37:26-27: Assyria had not
heard the truth. She lacked the divine revelation that helps people see the
realities of life. It was the Lord, not the Assyrians, who was responsible for
all of Assyria’s conquests. He not only planned them long ago, but He also
brought them to pass. That explains why she was able to subdue her enemies and
take over their territories. God is sovereign.
37:28-29: The Lord knew
everything about the Assyrians, including their raging against Himself. Because
they raged against Him and felt complacent about controlling their own destiny,
He would teach them who was sovereign. He would lead them away as they had led
prisoners they had taken captive in war, by putting hooks in their noses.
Isaiah gave the
king a sign that He would indeed do it 30-35
37:30: For two years
normal agriculture would be impossible around Jerusalem, but God would cause
the land to produce enough to sustain the inhabitants. Fruitfulness has always
been God’s blessing on those who trust Him. Then the third year, planting and
harvesting as usual would resume.
37:31-32: Additionally,
the surviving remnant of the people of Judah would increase in numbers and
become stronger, like the plants just mentioned. They would enjoy security and
prosperity. The Lord would preserve a people for Himself in Jerusalem and would
include the Davidic line of kings, as He had promised. His own zeal to remain
true to His word and to bless His people would perform this. It would not
depend on the faithfulness of His people.
37:33-35: The Lord
promised Hezekiah that Sennacherib would not even besiege Jerusalem nor would
he attack it, from close range or from farther away. He would, instead, return
to his own land the same way he came. On his prism, referred to earlier,
Sennacherib claimed to have shut Hezekiah up like a bird in a cage, but it was
really the Lord who protected Hezekiah. The Lord would defend Jerusalem and
preserve it, not so much for the sake of Hezekiah and as a reward for his
faith, but for the Lord’s own reputation and for David’s sake, to whom He had
promised an everlasting dynasty, which culminated in Messiah.

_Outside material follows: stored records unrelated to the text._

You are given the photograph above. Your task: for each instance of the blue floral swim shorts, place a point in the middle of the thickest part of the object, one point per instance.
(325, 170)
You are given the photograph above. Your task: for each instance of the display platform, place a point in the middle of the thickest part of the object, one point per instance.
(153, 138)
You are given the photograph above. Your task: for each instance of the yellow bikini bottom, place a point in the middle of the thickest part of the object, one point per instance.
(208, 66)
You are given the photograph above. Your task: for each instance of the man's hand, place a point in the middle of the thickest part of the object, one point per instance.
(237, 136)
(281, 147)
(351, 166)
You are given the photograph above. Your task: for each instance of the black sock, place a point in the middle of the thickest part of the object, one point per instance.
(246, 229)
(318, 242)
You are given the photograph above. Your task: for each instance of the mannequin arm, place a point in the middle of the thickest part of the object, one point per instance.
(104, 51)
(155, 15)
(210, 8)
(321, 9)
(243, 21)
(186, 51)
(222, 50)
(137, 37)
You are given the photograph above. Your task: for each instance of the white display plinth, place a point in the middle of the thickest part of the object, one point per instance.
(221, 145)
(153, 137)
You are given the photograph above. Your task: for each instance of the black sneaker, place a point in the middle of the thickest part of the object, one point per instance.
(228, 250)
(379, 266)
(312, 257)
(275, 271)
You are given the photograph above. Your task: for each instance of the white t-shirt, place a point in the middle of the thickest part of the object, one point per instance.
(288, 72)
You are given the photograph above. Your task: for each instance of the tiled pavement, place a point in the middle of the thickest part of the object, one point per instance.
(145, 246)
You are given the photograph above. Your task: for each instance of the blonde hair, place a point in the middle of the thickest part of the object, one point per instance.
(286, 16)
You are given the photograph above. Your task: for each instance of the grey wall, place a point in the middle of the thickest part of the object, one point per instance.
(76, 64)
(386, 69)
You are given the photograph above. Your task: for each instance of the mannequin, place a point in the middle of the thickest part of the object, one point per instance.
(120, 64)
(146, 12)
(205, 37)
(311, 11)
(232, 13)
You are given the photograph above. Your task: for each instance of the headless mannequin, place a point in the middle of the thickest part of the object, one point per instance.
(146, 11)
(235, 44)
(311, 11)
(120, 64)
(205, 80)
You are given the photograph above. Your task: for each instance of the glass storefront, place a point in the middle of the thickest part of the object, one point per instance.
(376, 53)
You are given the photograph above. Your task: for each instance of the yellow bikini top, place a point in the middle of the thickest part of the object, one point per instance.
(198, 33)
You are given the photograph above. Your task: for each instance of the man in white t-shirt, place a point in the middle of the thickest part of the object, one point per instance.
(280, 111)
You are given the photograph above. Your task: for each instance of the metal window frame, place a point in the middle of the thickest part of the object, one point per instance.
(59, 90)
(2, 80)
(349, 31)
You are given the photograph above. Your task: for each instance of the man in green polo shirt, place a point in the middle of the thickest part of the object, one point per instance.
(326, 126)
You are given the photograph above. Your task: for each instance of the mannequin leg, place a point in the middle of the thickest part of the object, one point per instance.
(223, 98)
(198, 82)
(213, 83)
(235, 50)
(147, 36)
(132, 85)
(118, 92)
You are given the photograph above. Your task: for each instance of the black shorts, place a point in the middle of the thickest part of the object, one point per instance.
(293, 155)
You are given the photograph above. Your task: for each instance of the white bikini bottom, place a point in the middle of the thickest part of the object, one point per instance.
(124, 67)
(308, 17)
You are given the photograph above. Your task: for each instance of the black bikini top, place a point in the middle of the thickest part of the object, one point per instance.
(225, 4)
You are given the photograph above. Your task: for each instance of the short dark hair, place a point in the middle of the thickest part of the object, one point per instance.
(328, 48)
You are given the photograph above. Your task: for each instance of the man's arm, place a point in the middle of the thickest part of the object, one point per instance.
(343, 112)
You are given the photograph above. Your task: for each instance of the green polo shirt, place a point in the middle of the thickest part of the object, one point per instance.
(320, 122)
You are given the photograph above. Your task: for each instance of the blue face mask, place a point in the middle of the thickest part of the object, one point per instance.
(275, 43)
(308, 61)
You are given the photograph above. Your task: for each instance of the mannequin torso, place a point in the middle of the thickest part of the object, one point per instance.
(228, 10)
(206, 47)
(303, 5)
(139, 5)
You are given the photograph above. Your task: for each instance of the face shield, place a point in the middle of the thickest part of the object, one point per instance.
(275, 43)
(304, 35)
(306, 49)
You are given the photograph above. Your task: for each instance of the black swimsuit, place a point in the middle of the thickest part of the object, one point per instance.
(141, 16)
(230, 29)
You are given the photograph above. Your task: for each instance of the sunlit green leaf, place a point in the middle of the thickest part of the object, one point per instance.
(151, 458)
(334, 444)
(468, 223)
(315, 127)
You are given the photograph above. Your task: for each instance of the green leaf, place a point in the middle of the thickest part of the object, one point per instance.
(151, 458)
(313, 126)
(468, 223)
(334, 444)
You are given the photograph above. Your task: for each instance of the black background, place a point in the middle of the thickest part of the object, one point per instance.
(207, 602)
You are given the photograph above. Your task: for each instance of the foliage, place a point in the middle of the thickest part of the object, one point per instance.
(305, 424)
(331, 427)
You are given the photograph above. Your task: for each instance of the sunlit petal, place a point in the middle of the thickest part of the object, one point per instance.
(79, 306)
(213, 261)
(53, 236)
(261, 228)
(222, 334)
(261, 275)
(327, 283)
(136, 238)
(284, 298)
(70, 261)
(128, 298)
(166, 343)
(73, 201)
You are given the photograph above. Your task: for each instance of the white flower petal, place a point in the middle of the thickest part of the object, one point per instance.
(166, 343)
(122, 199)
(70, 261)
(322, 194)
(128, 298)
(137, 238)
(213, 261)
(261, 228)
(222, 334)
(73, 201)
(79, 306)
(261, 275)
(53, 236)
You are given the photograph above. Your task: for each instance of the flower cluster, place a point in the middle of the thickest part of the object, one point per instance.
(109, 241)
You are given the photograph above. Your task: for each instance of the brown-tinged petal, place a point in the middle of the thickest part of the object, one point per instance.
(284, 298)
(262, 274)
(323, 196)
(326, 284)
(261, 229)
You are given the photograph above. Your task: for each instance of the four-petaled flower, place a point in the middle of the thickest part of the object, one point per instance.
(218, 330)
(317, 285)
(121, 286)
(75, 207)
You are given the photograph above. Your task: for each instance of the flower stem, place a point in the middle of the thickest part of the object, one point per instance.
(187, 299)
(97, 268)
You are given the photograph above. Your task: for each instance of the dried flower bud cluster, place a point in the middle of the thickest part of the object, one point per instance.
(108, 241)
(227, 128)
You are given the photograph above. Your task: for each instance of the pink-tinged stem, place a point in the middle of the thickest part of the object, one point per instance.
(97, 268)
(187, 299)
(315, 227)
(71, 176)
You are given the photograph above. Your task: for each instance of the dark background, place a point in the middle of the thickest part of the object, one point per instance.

The Lord’s deliverance 37:36-38
37:36: The Lord
Himself slew 185,000 of the Assyrian soldiers in one night. Evidently this was
an act of the angel of the Lord similar to the slaying of the Egyptian
firstborn before the Exodus. The angel of the Lord may have been the preincarnate
Christ. Sennacherib had sent a messenger to intimidate Hezekiah’s people and,
ironically, the Lord responded by sending a messenger to destroy Sennacherib’s
army.
37:37: Sennachreib,
the great “king of Assyria” then returned to Assyria having lost a large part
of his army and having heard a rumor about the advancing Ethiopian ruler. He
lived in Nineveh for 20 years before his death, and he conducted other military
campaigns, but none in Palestine.
37:38: Ironically, it was while worshipping in the temple of his idol in Nineveh that God affected Sennacherib’s assassination, whereas it was while worshipping the true God in His temple in Jerusalem that God moved to spare Hezekiah’s life. Hezekiah went into the house of his God and got help, but Sennacherib went into the house of his god and got killed.